000 X. Xxxxxxx Xxxx., Xxxxx 000
Xxx Xxxxx, XX 00000
Facsimile No.: (000) 000-0000
14. Miscellaneous.
14.1. Expenses. Each party shall bear its own expenses
incident to the preparation, negotiation, execution and delivery
of this Agreement and the performance of its obligations
hereunder.
14.2. Captions. The captions in this Agreement are for
convenience of reference only and shall not be given any effect
in the interpretation of this agreement,
14.3. No Waiver. The failure of a party to insist upon strict
adherence to any term of this Agreement on any occasion shall not
be considered a waiver or deprive that party of the right
thereafter to insist upon strict adherence to that term or any
other term of this Agreement. Any waiver must be in writing.
14.4. Exclusive Agreement; Amendment. This Agreement
supersedes all prior agreements among the parties with respect to
its subject matter with respect thereto and cannot be changed or
terminated orally.
14.5. Counterparts. This Agreement may be executed in two or
more counterparts, each of which shall be considered an original,
but all of which together shall constitute the same instrument.
14.6. Governing Law. This Agreement and (unless otherwise
provided) all amendments hereof and waivers and consents
hereunder shall be governed by the internal law of the State of
Nevada, without regard to the conflicts of law principles thereof
14.7. Binding Effect.
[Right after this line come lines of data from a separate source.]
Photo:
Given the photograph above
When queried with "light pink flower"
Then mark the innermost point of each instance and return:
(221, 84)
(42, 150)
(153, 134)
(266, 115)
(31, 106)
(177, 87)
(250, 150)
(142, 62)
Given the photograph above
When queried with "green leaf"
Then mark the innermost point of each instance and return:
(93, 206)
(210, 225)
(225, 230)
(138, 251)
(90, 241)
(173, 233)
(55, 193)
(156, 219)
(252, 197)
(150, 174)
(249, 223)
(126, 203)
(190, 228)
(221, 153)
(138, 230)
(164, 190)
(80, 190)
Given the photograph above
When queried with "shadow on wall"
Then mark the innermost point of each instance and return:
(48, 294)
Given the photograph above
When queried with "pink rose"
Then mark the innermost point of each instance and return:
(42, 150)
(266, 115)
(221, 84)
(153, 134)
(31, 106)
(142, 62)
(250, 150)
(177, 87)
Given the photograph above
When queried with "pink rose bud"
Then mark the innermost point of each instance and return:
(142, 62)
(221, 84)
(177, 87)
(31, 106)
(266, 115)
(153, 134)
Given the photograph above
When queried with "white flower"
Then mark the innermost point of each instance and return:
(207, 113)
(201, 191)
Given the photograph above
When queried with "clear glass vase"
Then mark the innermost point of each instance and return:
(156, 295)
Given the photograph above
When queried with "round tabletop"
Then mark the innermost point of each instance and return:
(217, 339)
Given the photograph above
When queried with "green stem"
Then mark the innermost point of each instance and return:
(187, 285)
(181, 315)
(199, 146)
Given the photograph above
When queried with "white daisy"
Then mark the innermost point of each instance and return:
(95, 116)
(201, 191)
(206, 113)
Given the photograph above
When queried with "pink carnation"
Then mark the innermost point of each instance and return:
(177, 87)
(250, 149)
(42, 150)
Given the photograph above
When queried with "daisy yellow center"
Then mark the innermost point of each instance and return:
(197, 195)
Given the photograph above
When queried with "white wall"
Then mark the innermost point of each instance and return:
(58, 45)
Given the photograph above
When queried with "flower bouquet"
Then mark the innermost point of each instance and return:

This Agreement shall inure to the
benefit of and be binding upon the parties hereto and their
respective successors and assigns, provided that neither party
may assign. its rights hereunder without the consent of the
other, provided that, after the Closing, no consent of GULF shall
be needed in connection with any merger or consolidation of SHOK
with or into another entity.
IN WITNESS WHEREOF, the corporate parties hereto have caused this
Agreement to be executed by their respective officers, hereunto
duly authorized, and entered into as of the date first above
written.
Xxxxxxxxxxxxxx.Xxx, INC. GULFTEX ENERGY CORP.